By analyzing existing cross correlation between Blue Coast Hotels and ITI Limited, you can compare the effects of market volatilities on Blue Coast and ITI and check how they will diversify away market risk if combined in the same portfolio for a given time horizon. You can also utilize pair trading strategies of matching a long position in Blue Coast with a short position of ITI. Check out your portfolio center. Please also check ongoing floating volatility patterns of Blue Coast and ITI.

Diversification Opportunities for Blue Coast and ITI

0.75
  Correlation Coefficient

Poor diversification

The 3 months correlation between Blue and ITI is 0.75. Overlapping area represents the amount of risk that can be diversified away by holding Blue Coast Hotels and ITI Limited in the same portfolio, assuming nothing else is changed. The correlation between historical prices or returns on ITI Limited and Blue Coast is a relative statistical measure of the degree to which these equity instruments tend to move together. The correlation coefficient measures the extent to which returns on Blue Coast Hotels are associated (or correlated) with ITI. Values of the correlation coefficient range from -1 to +1, where. The correlation of zero (0) is possible when the price movement of ITI Limited has no effect on the direction of Blue Coast i.e., Blue Coast and ITI go up and down completely randomly.

Pair Corralation between Blue Coast and ITI

Assuming the 90 days trading horizon Blue Coast Hotels is expected to generate 0.54 times more return on investment than ITI. However, Blue Coast Hotels is 1.87 times less risky than ITI. It trades about 0.93 of its potential returns per unit of risk. ITI Limited is currently generating about 0.16 per unit of risk. If you would invest  1,016  in Blue Coast Hotels on October 12, 2024 and sell it today you would earn a total of  1,168  from holding Blue Coast Hotels or generate 114.96% return on investment over 90 days.
Time Period3 Months [change]
DirectionMoves Together 
StrengthSignificant
Accuracy100.0%
ValuesDaily Returns

Blue Coast Hotels  vs.  ITI Limited

 Performance 
       Timeline  
Blue Coast Hotels 

Risk-Adjusted Performance

30 of 100

 
Weak
 
Strong
Strong
Compared to the overall equity markets, risk-adjusted returns on investments in Blue Coast Hotels are ranked lower than 30 (%) of all global equities and portfolios over the last 90 days. Despite somewhat inconsistent basic indicators, Blue Coast sustained solid returns over the last few months and may actually be approaching a breakup point.
ITI Limited 

Risk-Adjusted Performance

14 of 100

 
Weak
 
Strong
Good
Compared to the overall equity markets, risk-adjusted returns on investments in ITI Limited are ranked lower than 14 (%) of all global equities and portfolios over the last 90 days. In spite of rather weak technical and fundamental indicators, ITI exhibited solid returns over the last few months and may actually be approaching a breakup point.

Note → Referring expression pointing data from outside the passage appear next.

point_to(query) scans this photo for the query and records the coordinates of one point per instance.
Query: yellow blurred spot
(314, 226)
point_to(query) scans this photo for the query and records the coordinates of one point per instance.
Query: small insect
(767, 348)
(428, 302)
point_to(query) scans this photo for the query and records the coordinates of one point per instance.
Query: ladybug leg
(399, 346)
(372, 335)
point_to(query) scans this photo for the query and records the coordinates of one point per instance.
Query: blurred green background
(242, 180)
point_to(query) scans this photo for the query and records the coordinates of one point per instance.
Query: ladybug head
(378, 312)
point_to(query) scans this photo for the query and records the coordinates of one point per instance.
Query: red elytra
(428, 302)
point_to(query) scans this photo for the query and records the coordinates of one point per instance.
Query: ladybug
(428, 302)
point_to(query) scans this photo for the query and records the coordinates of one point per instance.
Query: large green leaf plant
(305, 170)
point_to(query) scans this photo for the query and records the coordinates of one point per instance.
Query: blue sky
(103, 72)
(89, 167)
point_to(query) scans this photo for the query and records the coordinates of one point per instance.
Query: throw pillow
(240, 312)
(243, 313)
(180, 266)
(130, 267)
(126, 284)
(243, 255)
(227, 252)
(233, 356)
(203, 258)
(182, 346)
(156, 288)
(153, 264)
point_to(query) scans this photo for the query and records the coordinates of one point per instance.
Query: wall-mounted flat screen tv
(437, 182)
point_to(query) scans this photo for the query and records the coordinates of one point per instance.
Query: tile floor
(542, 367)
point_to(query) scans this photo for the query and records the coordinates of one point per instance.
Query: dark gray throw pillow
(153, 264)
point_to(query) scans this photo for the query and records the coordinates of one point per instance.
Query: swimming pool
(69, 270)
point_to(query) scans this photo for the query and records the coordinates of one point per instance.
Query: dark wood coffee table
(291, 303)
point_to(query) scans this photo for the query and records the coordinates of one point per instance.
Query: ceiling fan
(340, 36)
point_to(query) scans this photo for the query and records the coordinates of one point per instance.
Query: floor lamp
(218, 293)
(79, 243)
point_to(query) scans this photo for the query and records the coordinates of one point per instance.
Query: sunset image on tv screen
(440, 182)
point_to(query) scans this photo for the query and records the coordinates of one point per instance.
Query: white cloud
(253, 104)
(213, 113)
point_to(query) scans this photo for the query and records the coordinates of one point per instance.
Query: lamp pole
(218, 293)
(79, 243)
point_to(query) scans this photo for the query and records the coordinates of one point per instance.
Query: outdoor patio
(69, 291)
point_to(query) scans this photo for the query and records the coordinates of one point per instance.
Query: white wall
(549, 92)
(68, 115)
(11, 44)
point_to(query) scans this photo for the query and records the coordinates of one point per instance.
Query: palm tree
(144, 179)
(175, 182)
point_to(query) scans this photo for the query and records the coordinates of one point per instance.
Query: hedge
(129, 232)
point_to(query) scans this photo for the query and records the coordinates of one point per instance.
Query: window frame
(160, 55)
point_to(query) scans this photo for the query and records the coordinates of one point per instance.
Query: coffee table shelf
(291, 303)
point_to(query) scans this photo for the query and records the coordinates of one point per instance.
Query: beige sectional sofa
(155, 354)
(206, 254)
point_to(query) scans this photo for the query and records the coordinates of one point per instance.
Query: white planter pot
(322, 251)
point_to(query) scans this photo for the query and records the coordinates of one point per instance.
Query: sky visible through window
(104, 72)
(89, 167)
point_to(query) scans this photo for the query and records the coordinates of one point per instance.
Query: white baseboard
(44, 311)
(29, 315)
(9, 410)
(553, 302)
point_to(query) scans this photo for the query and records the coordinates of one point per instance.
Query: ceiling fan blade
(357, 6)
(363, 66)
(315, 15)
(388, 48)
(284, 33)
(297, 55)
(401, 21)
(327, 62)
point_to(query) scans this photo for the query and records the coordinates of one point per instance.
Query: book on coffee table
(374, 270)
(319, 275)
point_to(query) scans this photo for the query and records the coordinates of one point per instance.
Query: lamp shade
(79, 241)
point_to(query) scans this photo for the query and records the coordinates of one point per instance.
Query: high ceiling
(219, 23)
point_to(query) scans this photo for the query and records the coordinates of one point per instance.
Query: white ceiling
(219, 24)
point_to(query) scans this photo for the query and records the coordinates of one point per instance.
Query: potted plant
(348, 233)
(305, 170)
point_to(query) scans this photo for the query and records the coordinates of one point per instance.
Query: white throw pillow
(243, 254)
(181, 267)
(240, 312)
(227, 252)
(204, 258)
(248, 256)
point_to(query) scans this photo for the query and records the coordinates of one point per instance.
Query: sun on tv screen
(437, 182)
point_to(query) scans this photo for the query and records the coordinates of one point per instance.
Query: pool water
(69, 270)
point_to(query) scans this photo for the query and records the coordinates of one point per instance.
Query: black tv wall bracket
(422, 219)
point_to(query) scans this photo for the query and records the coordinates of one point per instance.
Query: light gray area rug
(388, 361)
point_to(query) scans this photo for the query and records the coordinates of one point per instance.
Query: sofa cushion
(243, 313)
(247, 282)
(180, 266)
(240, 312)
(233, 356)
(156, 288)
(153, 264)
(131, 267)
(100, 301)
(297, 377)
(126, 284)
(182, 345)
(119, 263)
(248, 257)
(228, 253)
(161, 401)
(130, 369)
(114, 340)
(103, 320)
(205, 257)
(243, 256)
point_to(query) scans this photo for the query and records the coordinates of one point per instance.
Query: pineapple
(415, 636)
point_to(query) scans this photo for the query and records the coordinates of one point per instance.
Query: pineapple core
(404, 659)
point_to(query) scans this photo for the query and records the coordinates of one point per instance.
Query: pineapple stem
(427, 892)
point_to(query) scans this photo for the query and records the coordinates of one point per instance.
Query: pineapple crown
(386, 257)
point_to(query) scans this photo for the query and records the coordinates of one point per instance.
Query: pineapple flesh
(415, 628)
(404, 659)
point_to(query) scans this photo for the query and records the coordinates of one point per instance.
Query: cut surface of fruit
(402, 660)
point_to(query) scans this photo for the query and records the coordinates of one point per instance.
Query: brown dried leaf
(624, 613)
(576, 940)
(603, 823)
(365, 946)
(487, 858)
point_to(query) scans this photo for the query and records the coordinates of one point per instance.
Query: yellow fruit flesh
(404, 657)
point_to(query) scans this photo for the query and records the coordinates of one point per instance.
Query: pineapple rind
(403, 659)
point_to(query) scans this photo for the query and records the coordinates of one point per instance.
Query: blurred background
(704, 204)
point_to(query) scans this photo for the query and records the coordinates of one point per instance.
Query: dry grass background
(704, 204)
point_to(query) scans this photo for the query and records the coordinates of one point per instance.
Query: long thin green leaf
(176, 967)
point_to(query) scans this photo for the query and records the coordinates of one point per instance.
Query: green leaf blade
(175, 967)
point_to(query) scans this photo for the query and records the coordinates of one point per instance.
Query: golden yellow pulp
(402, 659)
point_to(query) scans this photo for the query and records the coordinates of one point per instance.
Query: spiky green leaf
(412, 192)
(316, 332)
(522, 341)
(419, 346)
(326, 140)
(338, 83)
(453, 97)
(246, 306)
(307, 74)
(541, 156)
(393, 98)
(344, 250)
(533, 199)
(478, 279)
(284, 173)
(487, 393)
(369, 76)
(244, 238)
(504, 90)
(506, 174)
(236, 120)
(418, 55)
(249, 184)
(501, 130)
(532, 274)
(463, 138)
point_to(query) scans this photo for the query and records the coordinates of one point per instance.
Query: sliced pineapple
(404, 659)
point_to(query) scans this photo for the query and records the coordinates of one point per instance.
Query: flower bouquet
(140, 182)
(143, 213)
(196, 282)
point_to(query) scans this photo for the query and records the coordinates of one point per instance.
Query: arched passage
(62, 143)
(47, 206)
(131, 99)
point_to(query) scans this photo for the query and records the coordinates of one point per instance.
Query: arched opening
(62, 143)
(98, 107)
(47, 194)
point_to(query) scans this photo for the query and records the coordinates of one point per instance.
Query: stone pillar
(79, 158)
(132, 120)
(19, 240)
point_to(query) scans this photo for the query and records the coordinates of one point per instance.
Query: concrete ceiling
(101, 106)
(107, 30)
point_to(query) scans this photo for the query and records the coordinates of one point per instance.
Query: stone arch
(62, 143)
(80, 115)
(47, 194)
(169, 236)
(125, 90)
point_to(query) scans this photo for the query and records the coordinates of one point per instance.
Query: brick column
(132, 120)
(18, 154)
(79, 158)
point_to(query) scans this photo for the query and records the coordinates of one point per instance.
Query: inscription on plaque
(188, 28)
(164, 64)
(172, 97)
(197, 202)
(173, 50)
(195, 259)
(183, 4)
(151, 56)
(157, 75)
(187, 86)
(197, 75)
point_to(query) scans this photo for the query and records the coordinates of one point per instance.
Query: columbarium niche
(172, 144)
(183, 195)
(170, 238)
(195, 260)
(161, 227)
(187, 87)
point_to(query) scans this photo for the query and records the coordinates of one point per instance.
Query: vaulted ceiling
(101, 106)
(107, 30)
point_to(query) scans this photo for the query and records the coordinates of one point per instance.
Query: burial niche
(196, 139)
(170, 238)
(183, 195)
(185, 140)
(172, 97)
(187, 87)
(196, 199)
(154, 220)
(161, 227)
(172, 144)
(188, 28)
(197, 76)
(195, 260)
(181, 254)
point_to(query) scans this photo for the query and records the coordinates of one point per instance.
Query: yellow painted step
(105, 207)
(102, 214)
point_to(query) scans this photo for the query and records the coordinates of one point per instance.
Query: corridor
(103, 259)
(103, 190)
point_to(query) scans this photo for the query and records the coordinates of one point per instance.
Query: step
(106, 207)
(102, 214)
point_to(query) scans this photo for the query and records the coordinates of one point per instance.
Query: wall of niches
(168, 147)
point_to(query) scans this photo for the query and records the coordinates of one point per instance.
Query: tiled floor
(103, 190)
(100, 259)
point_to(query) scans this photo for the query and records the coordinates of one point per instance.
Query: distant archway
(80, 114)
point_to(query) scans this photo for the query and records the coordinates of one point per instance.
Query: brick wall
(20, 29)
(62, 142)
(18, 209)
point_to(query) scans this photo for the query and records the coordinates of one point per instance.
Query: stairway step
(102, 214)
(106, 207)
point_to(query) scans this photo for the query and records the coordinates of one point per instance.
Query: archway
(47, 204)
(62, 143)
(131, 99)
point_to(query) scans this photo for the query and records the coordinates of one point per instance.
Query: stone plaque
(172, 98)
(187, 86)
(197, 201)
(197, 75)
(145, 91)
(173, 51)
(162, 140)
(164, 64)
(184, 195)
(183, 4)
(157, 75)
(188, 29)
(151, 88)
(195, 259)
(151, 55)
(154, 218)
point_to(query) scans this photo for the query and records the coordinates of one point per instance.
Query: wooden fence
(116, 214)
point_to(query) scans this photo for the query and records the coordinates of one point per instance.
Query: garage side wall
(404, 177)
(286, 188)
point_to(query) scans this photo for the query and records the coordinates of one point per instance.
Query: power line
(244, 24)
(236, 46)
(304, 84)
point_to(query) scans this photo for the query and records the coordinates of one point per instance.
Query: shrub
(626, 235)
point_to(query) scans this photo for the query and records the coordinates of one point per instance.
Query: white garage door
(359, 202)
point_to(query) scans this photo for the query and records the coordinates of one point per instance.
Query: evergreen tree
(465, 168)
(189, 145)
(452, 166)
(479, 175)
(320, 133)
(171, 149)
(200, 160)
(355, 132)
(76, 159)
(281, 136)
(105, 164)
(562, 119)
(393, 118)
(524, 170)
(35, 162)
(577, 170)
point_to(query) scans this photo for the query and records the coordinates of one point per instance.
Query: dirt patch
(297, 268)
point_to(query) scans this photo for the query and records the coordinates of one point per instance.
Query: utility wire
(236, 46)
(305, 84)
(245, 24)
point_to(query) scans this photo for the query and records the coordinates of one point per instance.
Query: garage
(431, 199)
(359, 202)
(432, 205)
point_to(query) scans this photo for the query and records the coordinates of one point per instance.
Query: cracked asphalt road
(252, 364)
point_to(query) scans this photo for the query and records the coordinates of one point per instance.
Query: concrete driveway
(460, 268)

Blue Coast and ITI Volatility Contrast

   Predicted Return Density   
       Returns  

Pair Trading with Blue Coast and ITI

The main advantage of trading using opposite Blue Coast and ITI positions is that it hedges away some unsystematic risk. Because of two separate transactions, even if Blue Coast position performs unexpectedly, ITI can make up some of the losses. Pair trading also minimizes risk from directional movements in the market. For example, if an entire industry or sector drops because of unexpected headlines, the short position in ITI will offset losses from the drop in ITI's long position.
The idea behind Blue Coast Hotels and ITI Limited pairs trading is to make the combined position market-neutral, meaning the overall market's direction will not affect its win or loss (or potential downside or upside). This can be achieved by designing a pairs trade with two highly correlated stocks or equities that operate in a similar space or sector, making it possible to obtain profits through simple and relatively low-risk investment.
Check out your portfolio center.
Note that this page's information should be used as a complementary analysis to find the right mix of equity instruments to add to your existing portfolios or create a brand new portfolio. You can also try the Transaction History module to view history of all your transactions and understand their impact on performance.